Jack squat. The first two houses on Tuesday evening, April 29, were entered but nothing was taken. The Shumway house at 100 Brunswick followed by a long walk west to Campbell home at 245 Glasser Street. The burglars headed west again and crossed the Genesee River walking along the mule pathway of the Erie Canal aqueduct.
One man’s shirt size 17, one necklace with pearls, and a black cow hide traveling bag worth 50 dollars. Down Shumway to Canterbury on the same night to the home of Dr Edwin Ingersoll, an ear, nose and throat physician who had spent seven months treating mustard gas exposed soldiers in France. A 17-year-old servant girl named Elenor lived in the house.
The chunky skeleton key that opened the front door. Two nights later, Thursday, 1 May, 709 Garson Avenue was entered with a key, but nothing was stolen. Key later found on front porch. James McNany was foreman at Morgan Machine on University Avenue.
Pair of opera glasses and a gold ring worth 15 dollars. Same night, next door at 715 Garson, home of William Milander, a locomotive engineer. Both of his parents were German born. What did they miss? Milander later tells the police that the burglars missed 600 dollars in bills and 400 dollars in Liberty Bonds in a drawer that was not opened. What might have been different if the burglars had scored that money?

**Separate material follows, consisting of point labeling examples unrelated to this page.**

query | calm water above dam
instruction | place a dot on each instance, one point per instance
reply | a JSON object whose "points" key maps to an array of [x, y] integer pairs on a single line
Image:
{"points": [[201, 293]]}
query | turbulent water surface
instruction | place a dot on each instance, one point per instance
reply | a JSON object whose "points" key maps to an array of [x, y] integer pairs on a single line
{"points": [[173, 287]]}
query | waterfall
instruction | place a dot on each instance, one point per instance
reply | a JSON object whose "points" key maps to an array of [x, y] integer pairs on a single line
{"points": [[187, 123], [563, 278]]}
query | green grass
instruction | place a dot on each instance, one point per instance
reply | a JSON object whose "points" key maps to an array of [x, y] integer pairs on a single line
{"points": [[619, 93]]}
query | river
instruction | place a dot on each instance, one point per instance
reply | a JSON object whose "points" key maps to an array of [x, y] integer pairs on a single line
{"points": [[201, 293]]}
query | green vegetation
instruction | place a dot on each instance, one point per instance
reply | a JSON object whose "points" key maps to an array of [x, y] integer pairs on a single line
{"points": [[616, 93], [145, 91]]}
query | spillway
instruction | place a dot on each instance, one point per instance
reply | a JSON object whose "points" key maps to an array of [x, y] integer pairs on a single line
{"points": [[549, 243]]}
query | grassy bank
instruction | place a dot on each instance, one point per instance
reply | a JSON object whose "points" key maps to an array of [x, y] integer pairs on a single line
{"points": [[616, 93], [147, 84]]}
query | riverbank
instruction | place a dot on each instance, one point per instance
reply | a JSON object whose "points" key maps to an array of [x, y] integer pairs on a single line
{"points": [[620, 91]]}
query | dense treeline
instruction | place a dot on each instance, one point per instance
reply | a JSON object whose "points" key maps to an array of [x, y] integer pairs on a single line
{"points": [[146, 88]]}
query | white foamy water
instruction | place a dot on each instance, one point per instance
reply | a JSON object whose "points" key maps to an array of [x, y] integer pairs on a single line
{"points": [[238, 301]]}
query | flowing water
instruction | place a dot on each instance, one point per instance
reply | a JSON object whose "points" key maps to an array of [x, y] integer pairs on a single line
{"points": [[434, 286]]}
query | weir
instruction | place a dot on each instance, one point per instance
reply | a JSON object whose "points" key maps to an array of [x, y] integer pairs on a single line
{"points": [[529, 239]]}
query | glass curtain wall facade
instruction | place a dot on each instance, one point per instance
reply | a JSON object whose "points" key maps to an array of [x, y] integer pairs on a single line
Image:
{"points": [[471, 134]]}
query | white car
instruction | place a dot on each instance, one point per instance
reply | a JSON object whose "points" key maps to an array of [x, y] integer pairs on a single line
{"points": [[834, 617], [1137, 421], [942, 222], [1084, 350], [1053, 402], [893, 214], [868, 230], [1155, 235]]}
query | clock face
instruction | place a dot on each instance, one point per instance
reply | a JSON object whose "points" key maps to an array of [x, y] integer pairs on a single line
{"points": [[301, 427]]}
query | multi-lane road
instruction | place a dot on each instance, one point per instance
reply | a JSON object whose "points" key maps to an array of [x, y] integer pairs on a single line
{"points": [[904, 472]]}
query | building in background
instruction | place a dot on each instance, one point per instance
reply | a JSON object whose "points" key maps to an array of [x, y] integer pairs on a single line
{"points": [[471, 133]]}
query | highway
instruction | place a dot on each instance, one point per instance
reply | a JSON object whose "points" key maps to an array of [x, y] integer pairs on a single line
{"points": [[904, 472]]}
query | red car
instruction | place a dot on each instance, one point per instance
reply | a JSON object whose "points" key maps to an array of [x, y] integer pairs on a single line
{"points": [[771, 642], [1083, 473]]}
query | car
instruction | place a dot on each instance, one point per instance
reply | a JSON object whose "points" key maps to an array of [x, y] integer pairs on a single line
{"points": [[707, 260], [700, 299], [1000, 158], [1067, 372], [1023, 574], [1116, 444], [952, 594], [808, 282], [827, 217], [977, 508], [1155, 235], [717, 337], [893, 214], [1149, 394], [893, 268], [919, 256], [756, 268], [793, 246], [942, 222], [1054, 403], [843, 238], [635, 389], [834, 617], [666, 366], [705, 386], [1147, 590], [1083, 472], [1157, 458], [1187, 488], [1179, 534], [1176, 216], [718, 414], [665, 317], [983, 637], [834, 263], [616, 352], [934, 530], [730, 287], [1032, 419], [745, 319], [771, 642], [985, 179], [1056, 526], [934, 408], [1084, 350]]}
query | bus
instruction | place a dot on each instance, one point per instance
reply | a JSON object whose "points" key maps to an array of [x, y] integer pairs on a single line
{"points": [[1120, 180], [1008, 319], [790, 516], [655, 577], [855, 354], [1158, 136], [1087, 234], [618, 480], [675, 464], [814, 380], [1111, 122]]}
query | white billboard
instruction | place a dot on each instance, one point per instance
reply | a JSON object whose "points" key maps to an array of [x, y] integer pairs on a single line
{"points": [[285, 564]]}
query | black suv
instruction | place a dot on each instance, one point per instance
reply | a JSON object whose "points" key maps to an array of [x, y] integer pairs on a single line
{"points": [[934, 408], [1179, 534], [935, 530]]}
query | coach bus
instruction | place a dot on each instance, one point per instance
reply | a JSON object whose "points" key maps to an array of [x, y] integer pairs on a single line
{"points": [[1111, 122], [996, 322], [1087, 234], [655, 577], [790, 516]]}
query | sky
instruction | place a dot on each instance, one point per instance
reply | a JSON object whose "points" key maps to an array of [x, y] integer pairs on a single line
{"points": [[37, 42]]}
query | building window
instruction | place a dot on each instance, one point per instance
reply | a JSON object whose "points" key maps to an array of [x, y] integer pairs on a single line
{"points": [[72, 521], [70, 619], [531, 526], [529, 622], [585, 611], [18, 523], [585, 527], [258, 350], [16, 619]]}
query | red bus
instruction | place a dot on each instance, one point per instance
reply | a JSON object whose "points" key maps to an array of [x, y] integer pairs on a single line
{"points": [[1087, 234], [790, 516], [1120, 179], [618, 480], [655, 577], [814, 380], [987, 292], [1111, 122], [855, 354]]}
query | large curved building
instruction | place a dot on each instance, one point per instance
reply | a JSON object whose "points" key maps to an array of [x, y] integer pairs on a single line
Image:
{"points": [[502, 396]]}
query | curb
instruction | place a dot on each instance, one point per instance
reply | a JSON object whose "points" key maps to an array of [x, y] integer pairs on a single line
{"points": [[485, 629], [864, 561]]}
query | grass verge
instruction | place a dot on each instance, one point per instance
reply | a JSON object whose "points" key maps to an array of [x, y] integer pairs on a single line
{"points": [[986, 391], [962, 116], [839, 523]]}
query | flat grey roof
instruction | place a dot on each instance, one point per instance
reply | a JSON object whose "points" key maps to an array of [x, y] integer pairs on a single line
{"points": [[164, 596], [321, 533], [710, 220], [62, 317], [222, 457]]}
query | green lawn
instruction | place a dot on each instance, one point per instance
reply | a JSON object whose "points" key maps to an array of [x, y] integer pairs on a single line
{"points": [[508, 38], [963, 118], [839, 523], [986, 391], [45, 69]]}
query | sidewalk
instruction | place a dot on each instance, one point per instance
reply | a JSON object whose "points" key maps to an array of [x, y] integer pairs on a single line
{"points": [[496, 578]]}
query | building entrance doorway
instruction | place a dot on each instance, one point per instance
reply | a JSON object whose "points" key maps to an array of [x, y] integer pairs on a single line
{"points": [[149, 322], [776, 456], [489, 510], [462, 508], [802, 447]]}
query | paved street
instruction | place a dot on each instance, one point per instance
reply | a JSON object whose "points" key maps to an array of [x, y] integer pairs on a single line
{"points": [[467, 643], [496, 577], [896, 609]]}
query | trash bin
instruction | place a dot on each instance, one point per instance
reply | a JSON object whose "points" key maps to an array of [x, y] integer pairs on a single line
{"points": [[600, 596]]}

Robert LeCompte: Elmer would still not shut up about the army tank from the parade. He thinks about guns and war and getting to the army rumpus in France to fight Jerry like his brother, but that will never happen. He could not even make it in the Guard because of his eyes. He griped my ass off so bad that he would not give me the gun back that I told him if he was so cocksure to go do the job hisself tonight. He crowed that he would go out without me. And me stoney broke, I could really use some stuff to pawn. By hisself and without me to guide him, it means that he will stay up where we have already been hitting the same area. I told him the idea was bad and he would get copped. But besides that, I was going early to see Louise, who told me that she had surprises for me. I told him I would meet him later but I was not going to promise to show up.
Four cigars, two oranges, and a can of Borden’s evaporated milk. One dead policeman with a bullet to the heart. One bullet to the lower chest of Elmer. Friday, May 2, at 290 Garson Avenue, the home of the Lovetts. Here lives a 20-year-old daughter.
Robert LeCompte: No, sir, I was not there, I was not anywhere near where that shooting went down. I was away with my girl who spends sweet money on me. Elmer went to that house alone. I was with him the night before but not on that night. I have told you everything I know about that night because I was not there.